O presidente do Sindicato dos Metalúrgicos, João César da Silva, se disse "surpreendido" com a medida. "A empresa não explica o que de fato está acontecendo". Segundo ele, as 20 demissões desta terça sinalizam a "interrupção do diálogo", referindo-se ao processo de negociação em curso. A Mercedes justifica os cortes como uma "adequação à realidade do mercado". Conforme o sindicato, a montadora teria anunciado a existência de 150 funcionários excedentes na cidade. Por meio de sua assessoria, a empresa disse que a informação não procede.

Em Juiz de Fora, só este ano, a montadora já concedeu duas férias coletivas, a última por 20 dias. Os cerca de 450 trabalhadores do setor de produção retornaram aos postos na segunda-feira e foram informados da implantação da chamada "semana curta". Neste modelo, a produção trabalha quatro dias por semana, de segunda a quinta-feira, com folga todas as sextas. A princípio, a medida vale até o final do mês.

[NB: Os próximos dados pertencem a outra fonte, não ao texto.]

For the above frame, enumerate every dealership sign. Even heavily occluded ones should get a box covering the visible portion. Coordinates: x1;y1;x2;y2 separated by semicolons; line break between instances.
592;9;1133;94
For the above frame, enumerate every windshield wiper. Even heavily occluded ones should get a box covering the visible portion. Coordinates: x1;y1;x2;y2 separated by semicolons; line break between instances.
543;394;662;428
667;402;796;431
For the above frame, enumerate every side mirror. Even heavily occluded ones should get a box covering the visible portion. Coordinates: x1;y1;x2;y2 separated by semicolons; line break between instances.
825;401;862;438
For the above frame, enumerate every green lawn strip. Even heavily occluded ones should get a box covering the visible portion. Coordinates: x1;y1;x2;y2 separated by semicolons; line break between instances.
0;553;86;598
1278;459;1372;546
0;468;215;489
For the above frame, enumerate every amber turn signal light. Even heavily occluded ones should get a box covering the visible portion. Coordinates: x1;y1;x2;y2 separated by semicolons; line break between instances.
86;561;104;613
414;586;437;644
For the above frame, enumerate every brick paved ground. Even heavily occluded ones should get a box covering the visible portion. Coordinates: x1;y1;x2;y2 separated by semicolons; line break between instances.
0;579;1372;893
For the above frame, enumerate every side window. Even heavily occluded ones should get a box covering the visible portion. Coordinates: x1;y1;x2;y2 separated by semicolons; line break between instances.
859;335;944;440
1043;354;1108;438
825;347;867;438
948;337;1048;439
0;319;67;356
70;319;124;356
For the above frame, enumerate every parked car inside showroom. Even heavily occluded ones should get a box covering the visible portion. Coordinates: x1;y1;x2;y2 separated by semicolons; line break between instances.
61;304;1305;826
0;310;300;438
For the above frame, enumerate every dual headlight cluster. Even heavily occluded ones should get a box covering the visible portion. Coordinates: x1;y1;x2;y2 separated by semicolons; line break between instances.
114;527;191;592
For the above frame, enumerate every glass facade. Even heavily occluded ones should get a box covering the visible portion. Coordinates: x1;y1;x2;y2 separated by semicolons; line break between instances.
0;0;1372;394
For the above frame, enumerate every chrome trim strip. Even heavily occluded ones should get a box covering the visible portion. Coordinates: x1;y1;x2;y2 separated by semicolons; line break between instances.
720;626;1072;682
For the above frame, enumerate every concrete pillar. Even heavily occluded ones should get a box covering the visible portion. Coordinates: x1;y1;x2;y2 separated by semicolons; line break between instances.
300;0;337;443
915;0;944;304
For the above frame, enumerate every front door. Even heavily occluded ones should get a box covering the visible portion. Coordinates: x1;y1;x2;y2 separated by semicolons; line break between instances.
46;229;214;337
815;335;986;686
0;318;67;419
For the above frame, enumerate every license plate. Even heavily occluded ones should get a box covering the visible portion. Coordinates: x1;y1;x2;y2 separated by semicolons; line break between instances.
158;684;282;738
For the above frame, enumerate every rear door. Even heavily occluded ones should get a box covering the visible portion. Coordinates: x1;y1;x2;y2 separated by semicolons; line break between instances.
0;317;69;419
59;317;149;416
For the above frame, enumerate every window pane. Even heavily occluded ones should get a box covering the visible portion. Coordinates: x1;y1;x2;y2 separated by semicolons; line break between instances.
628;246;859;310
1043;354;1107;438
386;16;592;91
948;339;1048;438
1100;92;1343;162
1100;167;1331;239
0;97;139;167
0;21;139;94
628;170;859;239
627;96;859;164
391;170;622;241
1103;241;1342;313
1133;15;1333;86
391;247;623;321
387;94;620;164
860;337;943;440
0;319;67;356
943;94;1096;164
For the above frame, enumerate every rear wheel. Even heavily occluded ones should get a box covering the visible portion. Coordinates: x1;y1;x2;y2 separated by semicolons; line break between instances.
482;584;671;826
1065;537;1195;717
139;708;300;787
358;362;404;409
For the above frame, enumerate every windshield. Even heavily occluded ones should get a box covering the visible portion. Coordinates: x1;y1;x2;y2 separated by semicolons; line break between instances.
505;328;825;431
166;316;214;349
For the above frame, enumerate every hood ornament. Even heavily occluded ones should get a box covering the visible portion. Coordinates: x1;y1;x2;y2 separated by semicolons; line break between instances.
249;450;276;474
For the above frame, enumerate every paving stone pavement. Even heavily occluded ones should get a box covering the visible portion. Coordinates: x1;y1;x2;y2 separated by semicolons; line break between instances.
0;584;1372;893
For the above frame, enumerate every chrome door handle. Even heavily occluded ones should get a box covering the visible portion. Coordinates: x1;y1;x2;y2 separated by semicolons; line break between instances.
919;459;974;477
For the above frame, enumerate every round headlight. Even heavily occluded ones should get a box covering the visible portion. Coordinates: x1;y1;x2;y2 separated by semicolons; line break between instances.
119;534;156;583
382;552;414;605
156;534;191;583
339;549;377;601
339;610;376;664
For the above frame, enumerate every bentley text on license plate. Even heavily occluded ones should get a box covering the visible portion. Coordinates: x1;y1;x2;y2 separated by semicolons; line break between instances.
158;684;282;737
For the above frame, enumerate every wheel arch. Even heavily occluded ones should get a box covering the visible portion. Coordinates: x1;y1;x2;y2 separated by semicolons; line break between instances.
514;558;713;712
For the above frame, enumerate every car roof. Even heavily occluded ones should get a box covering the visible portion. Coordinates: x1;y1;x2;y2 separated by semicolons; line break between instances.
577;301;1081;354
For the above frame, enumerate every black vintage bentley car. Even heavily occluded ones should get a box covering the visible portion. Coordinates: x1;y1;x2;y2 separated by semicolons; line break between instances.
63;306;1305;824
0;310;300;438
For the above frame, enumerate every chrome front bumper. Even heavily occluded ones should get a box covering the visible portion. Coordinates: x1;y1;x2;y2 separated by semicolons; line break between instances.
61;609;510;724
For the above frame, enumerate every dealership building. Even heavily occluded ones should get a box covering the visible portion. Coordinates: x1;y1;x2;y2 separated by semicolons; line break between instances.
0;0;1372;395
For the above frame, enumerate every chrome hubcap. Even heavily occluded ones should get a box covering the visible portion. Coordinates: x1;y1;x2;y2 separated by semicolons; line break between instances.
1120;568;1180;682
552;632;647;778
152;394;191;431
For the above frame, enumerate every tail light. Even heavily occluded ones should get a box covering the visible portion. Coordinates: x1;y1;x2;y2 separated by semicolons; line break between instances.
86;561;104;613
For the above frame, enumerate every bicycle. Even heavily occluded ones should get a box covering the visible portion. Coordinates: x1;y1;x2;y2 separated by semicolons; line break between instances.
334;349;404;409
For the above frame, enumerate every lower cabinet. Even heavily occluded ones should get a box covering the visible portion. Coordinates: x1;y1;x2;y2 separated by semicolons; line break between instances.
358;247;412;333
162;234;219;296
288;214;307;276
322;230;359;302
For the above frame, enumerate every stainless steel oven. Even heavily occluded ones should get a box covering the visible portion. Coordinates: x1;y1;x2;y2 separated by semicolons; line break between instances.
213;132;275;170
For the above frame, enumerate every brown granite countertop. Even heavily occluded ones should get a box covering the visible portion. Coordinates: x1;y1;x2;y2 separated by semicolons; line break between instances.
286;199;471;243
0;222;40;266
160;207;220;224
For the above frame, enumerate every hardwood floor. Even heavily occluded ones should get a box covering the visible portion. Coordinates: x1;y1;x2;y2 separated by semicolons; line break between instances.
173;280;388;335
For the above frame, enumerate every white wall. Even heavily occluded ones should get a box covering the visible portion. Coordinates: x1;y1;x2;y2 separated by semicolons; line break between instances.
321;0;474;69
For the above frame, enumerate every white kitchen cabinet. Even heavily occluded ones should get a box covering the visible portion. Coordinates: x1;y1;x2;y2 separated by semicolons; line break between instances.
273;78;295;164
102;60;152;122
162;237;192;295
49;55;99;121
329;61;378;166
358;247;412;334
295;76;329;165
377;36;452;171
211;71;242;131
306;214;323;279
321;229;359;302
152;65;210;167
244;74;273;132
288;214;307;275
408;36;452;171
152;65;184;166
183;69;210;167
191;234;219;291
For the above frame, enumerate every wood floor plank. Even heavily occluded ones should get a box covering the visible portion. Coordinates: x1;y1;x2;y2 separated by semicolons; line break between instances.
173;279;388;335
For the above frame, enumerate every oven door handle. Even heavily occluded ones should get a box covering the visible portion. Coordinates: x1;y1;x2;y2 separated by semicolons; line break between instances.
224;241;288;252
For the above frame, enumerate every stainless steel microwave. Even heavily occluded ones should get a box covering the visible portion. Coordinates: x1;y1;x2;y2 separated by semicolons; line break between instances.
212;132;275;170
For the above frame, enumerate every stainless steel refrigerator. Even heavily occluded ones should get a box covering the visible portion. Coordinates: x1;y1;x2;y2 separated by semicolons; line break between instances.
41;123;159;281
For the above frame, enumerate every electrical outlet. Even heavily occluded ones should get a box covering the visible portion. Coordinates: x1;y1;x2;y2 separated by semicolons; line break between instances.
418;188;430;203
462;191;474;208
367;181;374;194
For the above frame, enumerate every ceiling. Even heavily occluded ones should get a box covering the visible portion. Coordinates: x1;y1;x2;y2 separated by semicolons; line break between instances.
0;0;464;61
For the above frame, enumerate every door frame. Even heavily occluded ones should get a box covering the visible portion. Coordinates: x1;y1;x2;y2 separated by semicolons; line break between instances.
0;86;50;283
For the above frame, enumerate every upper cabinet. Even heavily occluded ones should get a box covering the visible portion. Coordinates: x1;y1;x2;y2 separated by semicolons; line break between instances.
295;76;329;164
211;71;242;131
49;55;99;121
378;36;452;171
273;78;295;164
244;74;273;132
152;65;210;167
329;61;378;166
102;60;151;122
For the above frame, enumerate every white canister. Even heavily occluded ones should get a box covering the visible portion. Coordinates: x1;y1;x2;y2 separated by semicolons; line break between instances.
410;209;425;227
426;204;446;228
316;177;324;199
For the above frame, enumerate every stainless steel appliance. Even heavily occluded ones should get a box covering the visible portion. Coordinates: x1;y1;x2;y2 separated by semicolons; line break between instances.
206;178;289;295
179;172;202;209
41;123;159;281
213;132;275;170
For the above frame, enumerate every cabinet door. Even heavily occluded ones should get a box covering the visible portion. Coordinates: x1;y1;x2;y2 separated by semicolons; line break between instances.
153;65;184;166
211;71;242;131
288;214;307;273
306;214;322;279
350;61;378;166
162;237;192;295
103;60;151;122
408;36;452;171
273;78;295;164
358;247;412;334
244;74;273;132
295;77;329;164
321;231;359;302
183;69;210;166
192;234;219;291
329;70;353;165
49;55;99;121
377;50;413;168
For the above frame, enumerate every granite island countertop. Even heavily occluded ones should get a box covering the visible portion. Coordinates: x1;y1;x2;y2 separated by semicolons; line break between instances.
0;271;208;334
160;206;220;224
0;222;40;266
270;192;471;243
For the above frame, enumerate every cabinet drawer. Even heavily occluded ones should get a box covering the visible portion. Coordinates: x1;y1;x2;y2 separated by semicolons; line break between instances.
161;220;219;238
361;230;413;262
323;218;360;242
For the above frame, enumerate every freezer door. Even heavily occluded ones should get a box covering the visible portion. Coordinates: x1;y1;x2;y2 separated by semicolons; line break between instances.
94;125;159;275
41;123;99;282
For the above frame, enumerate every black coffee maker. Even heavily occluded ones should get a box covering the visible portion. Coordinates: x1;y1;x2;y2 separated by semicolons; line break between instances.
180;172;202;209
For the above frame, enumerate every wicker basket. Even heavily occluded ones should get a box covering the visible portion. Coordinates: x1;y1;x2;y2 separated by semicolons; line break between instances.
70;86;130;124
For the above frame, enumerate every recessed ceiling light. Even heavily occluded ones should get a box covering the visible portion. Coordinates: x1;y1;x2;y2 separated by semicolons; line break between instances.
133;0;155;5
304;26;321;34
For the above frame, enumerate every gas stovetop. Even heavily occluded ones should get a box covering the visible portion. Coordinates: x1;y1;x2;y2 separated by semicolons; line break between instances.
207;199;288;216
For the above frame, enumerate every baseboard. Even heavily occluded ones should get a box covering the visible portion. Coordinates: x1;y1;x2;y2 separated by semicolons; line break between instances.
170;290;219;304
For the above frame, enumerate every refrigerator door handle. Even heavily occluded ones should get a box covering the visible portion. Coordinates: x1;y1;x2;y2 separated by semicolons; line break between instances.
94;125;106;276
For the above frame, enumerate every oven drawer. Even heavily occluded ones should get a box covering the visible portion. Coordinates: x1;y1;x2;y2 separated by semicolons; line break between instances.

As ações visando a "conter" a produção implantadas em Juiz de Fora, explica a empresa, são consideradas necessárias para adequar a produção de caminhões a acomodação no consumo interno e queda nas exportações para o mercado argentino. Por este mesmo motivo, na unidade de São Bernardo do Campo, em São Paulo, além da semana curta, também foram implementados a licença remunerada e o Programa de Demissão Voluntária (PDV). As medidas não seriam estendidas a Juiz de Fora "por enquanto". Não foi divulgado o impacto na produção local, que ficou entre 13 mil e 14 mil unidades no ano passado.

 

No MTE

Para esta quinta, está agendada reunião no Ministério do Trabalho e Emprego (MTE) para discutir a proposta de suspensão temporária do contrato de trabalho de outros cem funcionários, com base no artigo 476 da Consolidação das Leis Trabalhistas (CLT). No artigo, é permitido que o contrato seja suspenso por até cinco meses, para participação do empregado em curso ou programa de qualificação oferecido pelo empregador. Para isso, no entanto, são necessárias previsão em convenção ou acordo coletivo e concordância formal do trabalhador. Logo após, será realizada assembleia da categoria.

Neste ponto, a preocupação do sindicato é a falta de garantias de que esses cem trabalhadores, ao término da qualificação, vão retornar aos postos de trabalho. A Mercedes, por meio de sua assessoria, afirmou que a suspensão temporária dos contratos de trabalho "também não procede por enquanto".

 

Preocupação

A situação da fábrica local vem causando preocupação desde o início do ano. Em fevereiro, audiência pública realizada na Câmara Municipal discutiu a situação dos metalúrgicos da Mercedes. Na ocasião, as demissões na planta juiz-forana, a transferência da distribuição e do faturamento de veículos importados da cidade para Iracemápolis, em São Paulo, e o indicativo de férias coletivas preocupavam a categoria. O receio é quanto a um possível esvaziamento da fábrica, que hoje utiliza cerca de 35% da sua capacidade para a produção dos caminhões Actros e Accelo e mantém menos de 800 funcionários, sendo que já chegou a ter mais de mil, conforme estimativa do Sindicato dos Metalúrgicos.